Found 2 PDF files to process

processing: Manual for Skill registry - Industry Registration and Login.pdf
Loaded 17 pages

processing: MANYAM-SANJAY-KUMAR-REDDY.pdf
Loaded 3 pages
Total Documents Loaded: 20


In [94]:
type(all_pdf_documents[0])

langchain_core.documents.base.Document

In [95]:
# Text Splitting into Chunks

def split_documents(documents, chunk_size=1000,chunk_overlap=200):
    """Split the documents into smaller chunks for better rag performance"""
    
    text_splitter = RecursiveCharacterTextSplitter(
        chunk_size = chunk_size,
        chunk_overlap = chunk_overlap,
        length_function = len,
        separators=["\n\n","\n"," ", ""]
    )

    split_docs = text_splitter.split_documents(documents)
    print(f"Split {len(documents)} documents into {len(split_docs)} chunks")

    # sample chunk
    if split_docs:
        print("\nExample Chunk: ")
        print(f"Content: {split_docs[0].page_content[:200]}...")
        print(f"metadata: {split_docs[0].metadata}")

    return split_docs


In [96]:
chunks = split_documents(all_pdf_documents)

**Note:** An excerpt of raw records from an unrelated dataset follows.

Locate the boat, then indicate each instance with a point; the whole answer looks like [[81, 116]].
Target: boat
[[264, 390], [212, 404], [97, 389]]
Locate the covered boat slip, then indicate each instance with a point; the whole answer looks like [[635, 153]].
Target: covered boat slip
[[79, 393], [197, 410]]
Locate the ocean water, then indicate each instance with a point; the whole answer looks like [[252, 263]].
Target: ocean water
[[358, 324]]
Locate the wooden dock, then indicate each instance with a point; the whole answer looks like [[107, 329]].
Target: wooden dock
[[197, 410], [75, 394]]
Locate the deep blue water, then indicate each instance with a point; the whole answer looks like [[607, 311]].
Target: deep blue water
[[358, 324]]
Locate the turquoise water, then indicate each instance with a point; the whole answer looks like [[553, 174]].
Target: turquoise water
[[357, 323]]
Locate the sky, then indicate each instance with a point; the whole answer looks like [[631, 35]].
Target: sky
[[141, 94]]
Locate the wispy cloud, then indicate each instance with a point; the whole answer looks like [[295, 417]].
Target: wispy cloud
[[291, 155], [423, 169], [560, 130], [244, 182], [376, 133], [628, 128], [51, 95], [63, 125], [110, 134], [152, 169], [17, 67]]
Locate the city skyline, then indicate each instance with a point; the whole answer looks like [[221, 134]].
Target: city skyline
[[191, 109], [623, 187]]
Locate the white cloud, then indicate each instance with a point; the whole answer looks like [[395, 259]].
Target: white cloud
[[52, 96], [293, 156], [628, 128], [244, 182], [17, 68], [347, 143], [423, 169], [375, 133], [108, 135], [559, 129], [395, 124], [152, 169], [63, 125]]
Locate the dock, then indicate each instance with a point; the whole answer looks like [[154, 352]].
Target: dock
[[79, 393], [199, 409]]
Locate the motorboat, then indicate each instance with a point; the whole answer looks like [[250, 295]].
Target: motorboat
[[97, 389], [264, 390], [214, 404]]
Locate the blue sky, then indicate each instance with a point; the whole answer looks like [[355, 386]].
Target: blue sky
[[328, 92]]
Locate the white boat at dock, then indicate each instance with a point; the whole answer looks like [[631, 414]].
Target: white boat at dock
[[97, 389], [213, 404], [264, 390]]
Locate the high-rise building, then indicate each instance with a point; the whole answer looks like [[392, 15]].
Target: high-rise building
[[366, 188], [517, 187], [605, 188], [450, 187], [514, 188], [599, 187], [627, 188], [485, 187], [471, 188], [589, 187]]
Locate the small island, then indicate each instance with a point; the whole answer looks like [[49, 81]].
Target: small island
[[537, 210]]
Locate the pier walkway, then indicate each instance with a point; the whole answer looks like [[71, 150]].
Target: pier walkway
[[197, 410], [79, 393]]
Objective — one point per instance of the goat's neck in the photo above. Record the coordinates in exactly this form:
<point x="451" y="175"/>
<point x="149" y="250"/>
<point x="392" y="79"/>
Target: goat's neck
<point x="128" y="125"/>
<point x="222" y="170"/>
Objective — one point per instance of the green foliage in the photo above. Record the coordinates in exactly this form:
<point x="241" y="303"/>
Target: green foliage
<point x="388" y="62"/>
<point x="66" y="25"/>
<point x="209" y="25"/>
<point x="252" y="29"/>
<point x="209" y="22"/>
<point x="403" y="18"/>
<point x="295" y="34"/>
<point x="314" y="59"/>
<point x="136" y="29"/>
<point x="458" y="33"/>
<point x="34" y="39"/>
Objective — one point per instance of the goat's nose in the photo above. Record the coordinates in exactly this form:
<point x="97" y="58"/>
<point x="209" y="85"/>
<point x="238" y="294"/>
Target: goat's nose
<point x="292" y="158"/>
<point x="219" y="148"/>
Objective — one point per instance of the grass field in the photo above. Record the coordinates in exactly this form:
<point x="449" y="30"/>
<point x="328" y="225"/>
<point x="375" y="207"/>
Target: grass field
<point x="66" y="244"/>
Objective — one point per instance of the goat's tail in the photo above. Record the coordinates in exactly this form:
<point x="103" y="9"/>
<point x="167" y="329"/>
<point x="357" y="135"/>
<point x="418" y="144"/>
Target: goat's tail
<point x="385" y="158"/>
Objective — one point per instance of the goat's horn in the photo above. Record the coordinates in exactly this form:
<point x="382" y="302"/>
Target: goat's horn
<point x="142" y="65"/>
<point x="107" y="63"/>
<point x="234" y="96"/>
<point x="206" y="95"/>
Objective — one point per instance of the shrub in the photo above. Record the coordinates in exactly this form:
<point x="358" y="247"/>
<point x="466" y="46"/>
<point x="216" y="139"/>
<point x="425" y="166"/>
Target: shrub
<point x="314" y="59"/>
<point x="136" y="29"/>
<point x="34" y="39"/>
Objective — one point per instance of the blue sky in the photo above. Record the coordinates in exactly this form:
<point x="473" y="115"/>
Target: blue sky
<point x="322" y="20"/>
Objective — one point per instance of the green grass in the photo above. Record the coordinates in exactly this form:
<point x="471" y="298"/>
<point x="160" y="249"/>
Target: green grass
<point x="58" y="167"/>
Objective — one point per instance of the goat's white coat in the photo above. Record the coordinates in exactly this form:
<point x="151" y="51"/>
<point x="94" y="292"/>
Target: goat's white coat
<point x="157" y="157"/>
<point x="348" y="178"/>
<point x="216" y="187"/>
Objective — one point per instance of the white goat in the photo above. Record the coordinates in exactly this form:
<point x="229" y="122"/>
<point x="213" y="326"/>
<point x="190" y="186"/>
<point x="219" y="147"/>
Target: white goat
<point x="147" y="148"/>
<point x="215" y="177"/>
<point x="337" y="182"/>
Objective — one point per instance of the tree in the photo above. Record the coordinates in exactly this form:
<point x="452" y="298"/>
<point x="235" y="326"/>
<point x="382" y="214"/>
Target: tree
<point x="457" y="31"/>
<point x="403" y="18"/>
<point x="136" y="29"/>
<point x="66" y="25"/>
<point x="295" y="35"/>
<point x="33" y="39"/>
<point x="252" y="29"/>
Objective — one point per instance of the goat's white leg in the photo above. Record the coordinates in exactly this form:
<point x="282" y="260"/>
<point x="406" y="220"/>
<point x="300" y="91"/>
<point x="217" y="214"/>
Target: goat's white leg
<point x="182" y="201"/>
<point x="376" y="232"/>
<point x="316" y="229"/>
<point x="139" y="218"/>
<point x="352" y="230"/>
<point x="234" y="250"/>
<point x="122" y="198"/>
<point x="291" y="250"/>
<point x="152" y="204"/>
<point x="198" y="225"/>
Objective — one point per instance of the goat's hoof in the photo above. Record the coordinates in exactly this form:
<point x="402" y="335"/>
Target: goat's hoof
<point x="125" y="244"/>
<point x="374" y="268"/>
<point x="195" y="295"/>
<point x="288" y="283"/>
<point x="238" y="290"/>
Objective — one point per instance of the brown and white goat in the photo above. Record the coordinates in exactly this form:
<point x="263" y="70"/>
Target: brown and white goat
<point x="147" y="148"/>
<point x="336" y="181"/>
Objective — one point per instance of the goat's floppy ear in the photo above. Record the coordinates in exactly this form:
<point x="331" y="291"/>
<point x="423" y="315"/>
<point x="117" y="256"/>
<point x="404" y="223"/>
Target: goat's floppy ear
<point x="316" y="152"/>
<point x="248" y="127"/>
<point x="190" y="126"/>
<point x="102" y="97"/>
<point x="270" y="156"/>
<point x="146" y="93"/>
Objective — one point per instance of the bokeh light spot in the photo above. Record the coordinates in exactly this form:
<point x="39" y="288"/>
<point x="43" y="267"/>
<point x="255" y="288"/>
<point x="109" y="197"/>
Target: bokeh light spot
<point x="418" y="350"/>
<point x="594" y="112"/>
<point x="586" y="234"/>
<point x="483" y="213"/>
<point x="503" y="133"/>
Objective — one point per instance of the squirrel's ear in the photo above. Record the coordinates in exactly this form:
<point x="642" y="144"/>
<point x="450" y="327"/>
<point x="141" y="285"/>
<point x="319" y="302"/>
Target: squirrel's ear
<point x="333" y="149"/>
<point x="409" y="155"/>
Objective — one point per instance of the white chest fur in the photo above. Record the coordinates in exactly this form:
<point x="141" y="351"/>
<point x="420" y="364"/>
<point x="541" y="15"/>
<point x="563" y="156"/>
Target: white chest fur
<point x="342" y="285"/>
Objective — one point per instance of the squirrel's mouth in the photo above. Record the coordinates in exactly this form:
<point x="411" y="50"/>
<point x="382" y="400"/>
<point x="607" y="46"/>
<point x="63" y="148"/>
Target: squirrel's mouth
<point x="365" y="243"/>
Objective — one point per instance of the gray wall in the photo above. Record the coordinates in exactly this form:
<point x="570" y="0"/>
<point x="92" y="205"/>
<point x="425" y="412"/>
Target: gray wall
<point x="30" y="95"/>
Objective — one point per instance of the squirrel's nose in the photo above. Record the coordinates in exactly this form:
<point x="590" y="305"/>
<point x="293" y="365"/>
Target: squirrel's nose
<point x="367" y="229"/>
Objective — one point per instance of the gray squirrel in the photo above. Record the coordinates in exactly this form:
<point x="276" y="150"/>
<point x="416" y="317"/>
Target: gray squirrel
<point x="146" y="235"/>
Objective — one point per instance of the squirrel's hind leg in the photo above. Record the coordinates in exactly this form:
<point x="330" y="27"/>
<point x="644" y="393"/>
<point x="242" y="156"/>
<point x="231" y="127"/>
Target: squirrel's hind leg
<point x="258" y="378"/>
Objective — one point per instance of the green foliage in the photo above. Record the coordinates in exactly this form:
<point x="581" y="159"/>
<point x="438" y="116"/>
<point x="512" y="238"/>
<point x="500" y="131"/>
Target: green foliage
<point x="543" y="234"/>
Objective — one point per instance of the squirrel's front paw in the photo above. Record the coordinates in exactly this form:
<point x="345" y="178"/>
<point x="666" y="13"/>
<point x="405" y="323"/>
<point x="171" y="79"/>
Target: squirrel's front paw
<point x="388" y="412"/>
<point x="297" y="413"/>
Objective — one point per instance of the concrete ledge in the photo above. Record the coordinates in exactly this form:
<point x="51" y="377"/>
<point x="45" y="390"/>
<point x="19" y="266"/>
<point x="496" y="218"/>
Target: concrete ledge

Split 20 documents into 26 chunks

Example Chunk: 
Content: Key Features of TNSKILL Registry 
1. Simple Registration & Login 
 
Register using Company / Industry details with admin approval 
process. 
 
Multiple login methods: Email/Password, Mobile/Password...
metadata: {'producer': 'www.ilovepdf.com', 'creator': 'Microsoft® Word 2016', 'creationdate': '2025-09-23T09:29:52+00:00', 'source': '../data/Manual for Skill registry - Industry Registration and Login.pdf', 'file_path': '../data/Manual for Skill registry - Industry Registration and Login.pdf', 'total_pages': 17, 'format': 'PDF 1.5', 'title': '', 'author': 'AVP-Portal Naanmudhalvan', 'subject': '', 'keywords': '', 'moddate': '2025-09-23T09:29:52+00:00', 'trapped': '', 'modDate': 'D:20250923092952Z', 'creationDate': "D:20250923092952+00'00'", 'page': 0, 'source_file': 'Manual for Skill registry - Industry Registration and Login.pdf', 'file_type': 'pdf'}


### embeddings and vectorStore DB

In [97]:
import numpy as np
from sentence_transformers import SentenceTransformer
import chromadb
from chromadb.config import Settings
import uuid
from typing import List,Dict,Any,Tuple
from sklearn.metrics.pairwise import cosine_similarity

In [98]:
class EmbeddingManager:
    """Handles document embedding generation using sentence transformer"""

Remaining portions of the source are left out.